Vera (11:30) – “We have stacks right there over the heaters, so there’s all kinds of VOCs that are coming up out of there and other toxins that are coming up out of there…If we had a FLIR camera we could see it.”

Fact – It is a closed system and the sound heard is the well equipment — which, upon reaching certain pressures, releases water into the tank.  No methane, no VOCs and no toxins are released from the well.  The water (“produced water,” sometimes referred to as brine) goes into tanks and is later taken off-site for processing and recycling. Northeastern Pennsylvania operators are now recycling virtually all of it.  Also, FLIR cameras cannot “see toxins” – they only show infrared radiation and this isn’t the first time the natural gas opposition has distorted the truth about what they can “see.”

This wasn’t all that Scroggins got wrong.  Listen and watch at 8:30 as she suggests natural gas production at this site, known as the Hollenbeck pad, involves up to four million gallons of water use per day per well for four wells.  A quick search on shows that the fracturing for all four wells took place between December 17-19, 2011, and used 3.6 to 3.9 million gallons of water per well, presumably recycling it from well to well, meaning the actual water use was probably considerably less. To put that in perspective, the same amount of water used to hydraulically fracture one well flows down the Snake Creek every 1.9 hours, and it’s more than regenerated when the gas is combusted.

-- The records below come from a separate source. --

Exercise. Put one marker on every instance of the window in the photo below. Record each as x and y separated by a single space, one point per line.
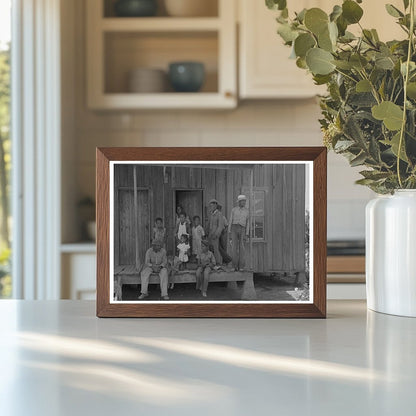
258 222
5 161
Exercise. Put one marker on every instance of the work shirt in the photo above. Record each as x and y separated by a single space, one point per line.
206 259
215 225
154 258
239 216
182 229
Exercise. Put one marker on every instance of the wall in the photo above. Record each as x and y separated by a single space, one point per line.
254 123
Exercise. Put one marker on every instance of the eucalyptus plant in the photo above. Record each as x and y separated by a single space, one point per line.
369 111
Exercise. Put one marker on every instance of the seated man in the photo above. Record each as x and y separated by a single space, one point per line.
155 262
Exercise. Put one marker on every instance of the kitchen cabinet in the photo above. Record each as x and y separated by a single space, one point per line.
264 65
118 45
265 69
78 263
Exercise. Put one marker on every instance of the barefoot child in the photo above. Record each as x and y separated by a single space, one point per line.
198 234
182 258
206 263
159 231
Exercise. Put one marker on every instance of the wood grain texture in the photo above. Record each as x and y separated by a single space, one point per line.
198 310
346 264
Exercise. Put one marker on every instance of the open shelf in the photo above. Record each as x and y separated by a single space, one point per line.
126 51
119 45
210 6
160 24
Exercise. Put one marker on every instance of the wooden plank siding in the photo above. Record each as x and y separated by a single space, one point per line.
284 184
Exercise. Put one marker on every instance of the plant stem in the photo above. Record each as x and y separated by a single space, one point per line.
405 81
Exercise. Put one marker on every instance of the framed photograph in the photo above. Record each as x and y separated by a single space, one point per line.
211 232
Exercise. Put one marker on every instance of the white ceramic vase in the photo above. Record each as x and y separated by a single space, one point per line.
391 253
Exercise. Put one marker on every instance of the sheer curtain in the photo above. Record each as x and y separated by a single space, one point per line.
36 148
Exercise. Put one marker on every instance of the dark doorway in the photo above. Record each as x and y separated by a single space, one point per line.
191 201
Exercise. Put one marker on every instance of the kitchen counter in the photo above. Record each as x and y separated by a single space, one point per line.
57 358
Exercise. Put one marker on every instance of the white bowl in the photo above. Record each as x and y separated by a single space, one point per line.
191 8
147 80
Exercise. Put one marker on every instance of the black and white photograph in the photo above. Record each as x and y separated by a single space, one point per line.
210 232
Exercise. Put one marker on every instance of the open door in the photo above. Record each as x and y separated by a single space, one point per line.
191 201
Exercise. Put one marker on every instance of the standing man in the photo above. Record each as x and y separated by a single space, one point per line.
239 230
155 262
223 238
215 227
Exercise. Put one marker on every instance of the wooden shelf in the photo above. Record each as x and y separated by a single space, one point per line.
160 24
116 45
128 101
346 264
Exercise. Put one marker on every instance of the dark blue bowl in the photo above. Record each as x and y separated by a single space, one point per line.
135 8
186 76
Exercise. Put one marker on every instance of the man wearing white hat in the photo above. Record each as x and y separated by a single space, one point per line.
215 227
239 230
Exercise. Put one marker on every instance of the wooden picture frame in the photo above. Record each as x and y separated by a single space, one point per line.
207 160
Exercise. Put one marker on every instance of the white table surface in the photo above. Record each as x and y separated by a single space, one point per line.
57 358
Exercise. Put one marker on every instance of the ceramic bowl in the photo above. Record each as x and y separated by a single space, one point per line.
186 76
147 80
135 8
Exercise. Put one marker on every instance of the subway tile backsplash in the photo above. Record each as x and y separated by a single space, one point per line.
257 123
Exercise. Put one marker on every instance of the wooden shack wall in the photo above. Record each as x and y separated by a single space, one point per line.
283 248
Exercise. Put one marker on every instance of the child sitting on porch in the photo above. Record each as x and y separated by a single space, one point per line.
197 234
159 231
206 263
180 261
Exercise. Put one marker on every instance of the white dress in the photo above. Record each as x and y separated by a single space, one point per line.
183 249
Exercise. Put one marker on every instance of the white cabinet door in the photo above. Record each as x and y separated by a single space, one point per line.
78 276
265 68
116 46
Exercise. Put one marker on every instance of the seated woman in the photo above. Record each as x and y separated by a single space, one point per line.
155 262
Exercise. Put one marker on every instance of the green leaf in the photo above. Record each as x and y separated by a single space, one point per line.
287 33
276 4
388 112
384 62
303 43
345 65
351 11
394 145
301 15
358 61
316 20
393 11
347 37
336 12
321 79
325 42
411 90
358 160
374 174
319 61
375 35
301 63
363 86
343 145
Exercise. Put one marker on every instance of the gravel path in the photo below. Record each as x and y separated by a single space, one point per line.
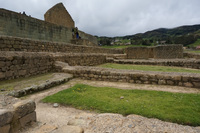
51 119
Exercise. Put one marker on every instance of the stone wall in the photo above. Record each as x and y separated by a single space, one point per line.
130 76
139 52
19 25
191 55
191 63
22 114
80 59
24 64
22 44
21 64
59 15
89 37
169 51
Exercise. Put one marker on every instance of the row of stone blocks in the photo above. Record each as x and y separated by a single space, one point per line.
22 114
139 77
191 63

None of this factored into Scroggins’ and Stevens’ presentations, of course.  They were on a mission to condemn natural gas development, steering clear of the facts and science that Senator Carlucci said he wanted.  Stevens even tried putting a WPX worker on the spot by asking him if he was local (11:20).  He was shocked when the worker told him he was from right down the road and his family had been there for years.  You’d think a 6th generation resident — such as Stevens claims to be — would know who his neighbors are.

The caravan proceeded to a few other sites, searching for anything they could find and, of course, delivered water to the Mannings, where I doubt the lawmakers were informed of the water well’s mechanical problems.  When they finally found some truck traffic, Scroggins was so excited she pulled the convoy over and got everyone out to take pictures.  She also ran over to me and asked me if I would raise my babies next to this.  I told her yes, happily so.  She then tried telling me all of their kids had asthma. For most, this would be seen as little more than a non sequitur; for anti-gas activists, it is the “truth” bomb of intellectual discourse.

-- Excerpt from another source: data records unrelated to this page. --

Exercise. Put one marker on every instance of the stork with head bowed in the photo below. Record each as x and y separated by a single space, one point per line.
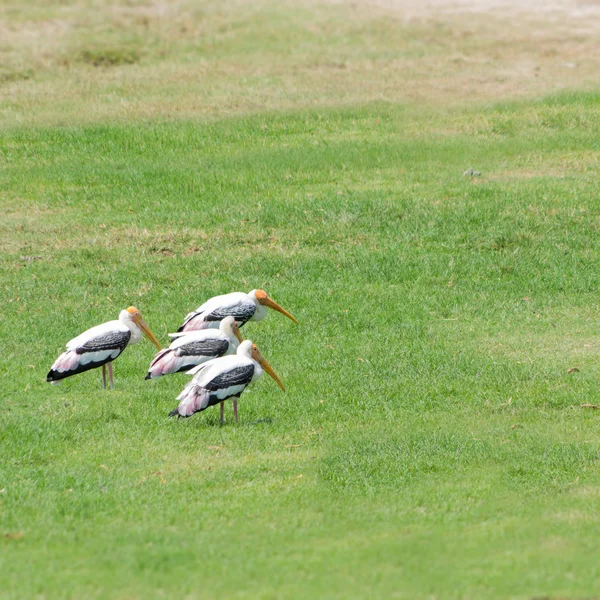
100 345
192 348
242 307
221 378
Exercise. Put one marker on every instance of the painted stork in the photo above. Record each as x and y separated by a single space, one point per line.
221 378
190 349
100 345
243 307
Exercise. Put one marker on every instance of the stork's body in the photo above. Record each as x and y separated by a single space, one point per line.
242 307
222 378
100 345
190 349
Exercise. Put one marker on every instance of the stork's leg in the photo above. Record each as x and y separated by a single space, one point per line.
112 385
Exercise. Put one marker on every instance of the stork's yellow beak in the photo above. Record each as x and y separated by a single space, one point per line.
271 304
146 331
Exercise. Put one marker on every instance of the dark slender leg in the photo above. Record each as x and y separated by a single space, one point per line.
112 385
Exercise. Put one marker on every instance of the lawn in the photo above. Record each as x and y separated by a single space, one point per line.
438 436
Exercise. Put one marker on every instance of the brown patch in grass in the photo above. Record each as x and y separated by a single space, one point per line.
219 59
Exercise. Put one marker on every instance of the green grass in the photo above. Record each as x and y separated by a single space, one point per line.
431 442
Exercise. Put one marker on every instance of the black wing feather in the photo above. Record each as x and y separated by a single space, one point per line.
214 347
240 312
237 376
108 341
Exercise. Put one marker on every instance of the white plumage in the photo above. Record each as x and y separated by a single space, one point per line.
193 348
223 378
100 345
242 307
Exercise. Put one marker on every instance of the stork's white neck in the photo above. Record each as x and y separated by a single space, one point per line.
261 311
127 320
226 327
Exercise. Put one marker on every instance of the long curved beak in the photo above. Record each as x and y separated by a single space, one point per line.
236 332
269 369
268 302
146 331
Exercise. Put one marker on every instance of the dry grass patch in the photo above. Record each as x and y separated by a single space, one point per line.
91 61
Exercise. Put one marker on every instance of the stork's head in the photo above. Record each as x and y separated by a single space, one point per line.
136 317
263 298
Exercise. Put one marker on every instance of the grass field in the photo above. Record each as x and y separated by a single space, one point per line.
438 437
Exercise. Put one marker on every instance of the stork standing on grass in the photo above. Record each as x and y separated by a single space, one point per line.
242 307
193 348
100 345
221 378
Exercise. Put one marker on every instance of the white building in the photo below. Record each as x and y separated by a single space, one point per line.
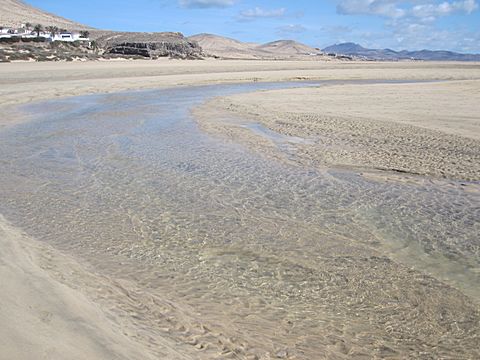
68 37
22 33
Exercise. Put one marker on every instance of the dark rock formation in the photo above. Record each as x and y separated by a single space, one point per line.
177 49
147 45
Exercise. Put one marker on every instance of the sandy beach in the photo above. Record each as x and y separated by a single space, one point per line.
202 295
416 128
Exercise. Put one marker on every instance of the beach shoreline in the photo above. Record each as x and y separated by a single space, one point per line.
113 317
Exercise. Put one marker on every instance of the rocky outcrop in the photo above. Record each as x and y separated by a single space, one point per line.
176 49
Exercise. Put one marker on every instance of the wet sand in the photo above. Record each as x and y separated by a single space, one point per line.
430 129
159 241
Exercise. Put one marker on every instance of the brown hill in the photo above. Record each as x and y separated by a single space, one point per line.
288 47
227 48
13 13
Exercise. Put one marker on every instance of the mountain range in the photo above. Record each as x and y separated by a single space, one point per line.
356 50
13 13
228 48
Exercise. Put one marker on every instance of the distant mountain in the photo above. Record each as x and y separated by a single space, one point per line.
288 47
228 48
356 50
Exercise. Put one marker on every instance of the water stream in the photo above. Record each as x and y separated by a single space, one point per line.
130 178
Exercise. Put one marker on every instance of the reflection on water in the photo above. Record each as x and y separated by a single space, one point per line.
297 255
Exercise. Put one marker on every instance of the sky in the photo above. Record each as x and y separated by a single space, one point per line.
413 25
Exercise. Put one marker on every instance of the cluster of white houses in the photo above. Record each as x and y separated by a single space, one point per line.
27 32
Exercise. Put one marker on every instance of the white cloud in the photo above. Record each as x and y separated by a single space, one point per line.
396 9
291 29
204 4
258 12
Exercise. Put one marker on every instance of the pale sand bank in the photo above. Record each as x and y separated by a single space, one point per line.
44 319
55 306
419 128
25 82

I wonder, by the way, if she or the visiting Senators  know New York City’s asthma rate among children is almost twice the national average and it has nothing to do natural gas development.

That’s how it all went – one bombastic assertion after another with nothing to back it up, all delivered by two ghostbusters with imaginary FLIR cameras that could see toxins in the air if they only had them.  And yet, somehow, I doubt any of these Senators in their heart of hearts saw anything but beautiful rolling hills  and jobs the people of Harlem could only dream about.

There were no giant marshmallows anywhere to be found, but the facts certainly did get slimed.